3. Facebook’s algorithm helped Gazda settle on a prosthesis for the firm’s debut product.

“When we were researching human augmentation technologies in 2017,” Gazda told Unite.ai, “Facebook suddenly suggested befriending a girl amputee whom I first met in 2006. She lost her hand in a car accident. Although, originally she was from Ukraine—just like I am—we met in Finland. Seeing her on Facebook 11 years later made me think of prosthetics and steered our research toward this field.”

4. An engineer once lost the only existing prototype of the hand.
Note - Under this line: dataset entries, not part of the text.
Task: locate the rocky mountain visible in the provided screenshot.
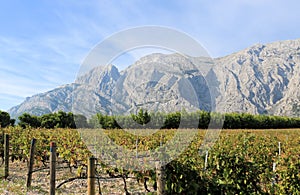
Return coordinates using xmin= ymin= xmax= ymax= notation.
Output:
xmin=9 ymin=39 xmax=300 ymax=117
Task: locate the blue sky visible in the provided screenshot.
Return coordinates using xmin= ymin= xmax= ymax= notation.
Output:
xmin=0 ymin=0 xmax=300 ymax=110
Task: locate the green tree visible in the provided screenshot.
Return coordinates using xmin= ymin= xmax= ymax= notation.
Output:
xmin=18 ymin=113 xmax=41 ymax=128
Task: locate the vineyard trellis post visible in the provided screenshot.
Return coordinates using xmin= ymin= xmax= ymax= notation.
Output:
xmin=4 ymin=134 xmax=9 ymax=179
xmin=155 ymin=161 xmax=166 ymax=195
xmin=50 ymin=142 xmax=56 ymax=195
xmin=88 ymin=156 xmax=96 ymax=195
xmin=26 ymin=138 xmax=36 ymax=187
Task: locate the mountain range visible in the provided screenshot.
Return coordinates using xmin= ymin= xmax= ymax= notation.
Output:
xmin=8 ymin=39 xmax=300 ymax=117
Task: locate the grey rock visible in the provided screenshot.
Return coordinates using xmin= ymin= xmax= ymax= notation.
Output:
xmin=9 ymin=39 xmax=300 ymax=117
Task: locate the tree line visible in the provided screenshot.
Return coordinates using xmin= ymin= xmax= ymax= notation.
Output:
xmin=0 ymin=109 xmax=300 ymax=129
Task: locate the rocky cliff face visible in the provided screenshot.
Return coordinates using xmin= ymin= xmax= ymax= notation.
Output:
xmin=214 ymin=40 xmax=300 ymax=116
xmin=9 ymin=40 xmax=300 ymax=116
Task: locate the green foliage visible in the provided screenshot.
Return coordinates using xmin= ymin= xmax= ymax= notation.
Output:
xmin=0 ymin=128 xmax=300 ymax=194
xmin=19 ymin=113 xmax=41 ymax=128
xmin=19 ymin=111 xmax=76 ymax=129
xmin=89 ymin=110 xmax=300 ymax=129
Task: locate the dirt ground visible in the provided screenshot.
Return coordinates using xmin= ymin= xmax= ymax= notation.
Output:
xmin=0 ymin=162 xmax=155 ymax=195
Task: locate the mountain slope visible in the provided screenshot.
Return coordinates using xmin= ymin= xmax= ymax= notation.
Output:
xmin=9 ymin=39 xmax=300 ymax=116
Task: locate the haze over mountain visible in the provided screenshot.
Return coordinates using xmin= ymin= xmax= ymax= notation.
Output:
xmin=9 ymin=39 xmax=300 ymax=117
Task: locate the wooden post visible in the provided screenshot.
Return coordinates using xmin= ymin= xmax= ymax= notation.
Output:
xmin=155 ymin=162 xmax=166 ymax=195
xmin=278 ymin=142 xmax=281 ymax=156
xmin=204 ymin=151 xmax=208 ymax=170
xmin=50 ymin=142 xmax=56 ymax=195
xmin=4 ymin=134 xmax=9 ymax=179
xmin=88 ymin=157 xmax=96 ymax=195
xmin=26 ymin=138 xmax=36 ymax=188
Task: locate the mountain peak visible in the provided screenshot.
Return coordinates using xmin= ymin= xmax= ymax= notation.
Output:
xmin=9 ymin=39 xmax=300 ymax=116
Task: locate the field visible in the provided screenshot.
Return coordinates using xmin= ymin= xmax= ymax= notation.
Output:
xmin=0 ymin=127 xmax=300 ymax=194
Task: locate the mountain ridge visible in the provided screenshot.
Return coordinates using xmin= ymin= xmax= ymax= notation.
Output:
xmin=9 ymin=39 xmax=300 ymax=117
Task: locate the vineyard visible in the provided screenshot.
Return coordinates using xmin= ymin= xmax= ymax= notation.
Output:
xmin=0 ymin=127 xmax=300 ymax=194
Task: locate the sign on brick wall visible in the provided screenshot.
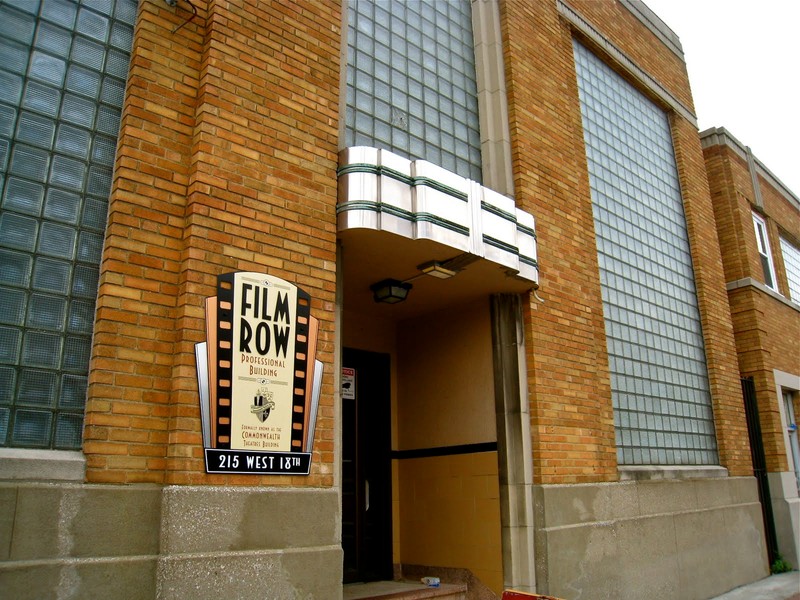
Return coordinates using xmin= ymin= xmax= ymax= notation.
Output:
xmin=195 ymin=272 xmax=322 ymax=475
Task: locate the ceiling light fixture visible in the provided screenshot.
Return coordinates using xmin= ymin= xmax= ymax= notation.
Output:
xmin=369 ymin=279 xmax=413 ymax=304
xmin=417 ymin=260 xmax=458 ymax=279
xmin=369 ymin=253 xmax=478 ymax=304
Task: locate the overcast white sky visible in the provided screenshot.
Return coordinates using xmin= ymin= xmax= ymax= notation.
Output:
xmin=644 ymin=0 xmax=800 ymax=196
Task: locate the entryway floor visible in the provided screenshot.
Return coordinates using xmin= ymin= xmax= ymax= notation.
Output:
xmin=344 ymin=581 xmax=467 ymax=600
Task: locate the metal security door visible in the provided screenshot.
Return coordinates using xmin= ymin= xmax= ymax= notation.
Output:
xmin=342 ymin=348 xmax=392 ymax=583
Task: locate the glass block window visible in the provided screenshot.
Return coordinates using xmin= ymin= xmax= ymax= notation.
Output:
xmin=781 ymin=237 xmax=800 ymax=304
xmin=345 ymin=0 xmax=481 ymax=182
xmin=0 ymin=0 xmax=136 ymax=449
xmin=574 ymin=42 xmax=718 ymax=465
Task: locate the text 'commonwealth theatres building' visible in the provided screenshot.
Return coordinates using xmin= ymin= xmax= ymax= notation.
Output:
xmin=0 ymin=0 xmax=800 ymax=600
Back in early 2020, Gazda and Believantseva directed Esper’s operations from Kyiv while chief technology officer Ihor Ilchenko led the engineering team in a different Ukrainian city. After months of feverish work, the tech team produced a working prototype, and Ilchenko bought a rail ticket to Kyiv and hopped aboard with the device—the only one in existence. When he stepped onto the platform at the Kyiv station, he left the prototype on the luggage rack. “Luckily he was able to track it down,” Believantseva told Authority, “but that was an unforgettable experience for all of us.”

5. Esper’s next product will be a lower-limb prosthesis.

“We are getting many requests to start developing leg prostheses, which we expect to start doing by early 2023,” Believantseva told Authority. “After that, we will have enough expertise to start developing electronic implants.” Gazda adds: “We will continue expanding the range of our products to improve the lives of even more amputees, create the biggest community of users of large wearables, and, ultimately, help billions of people by introducing electronic implants.”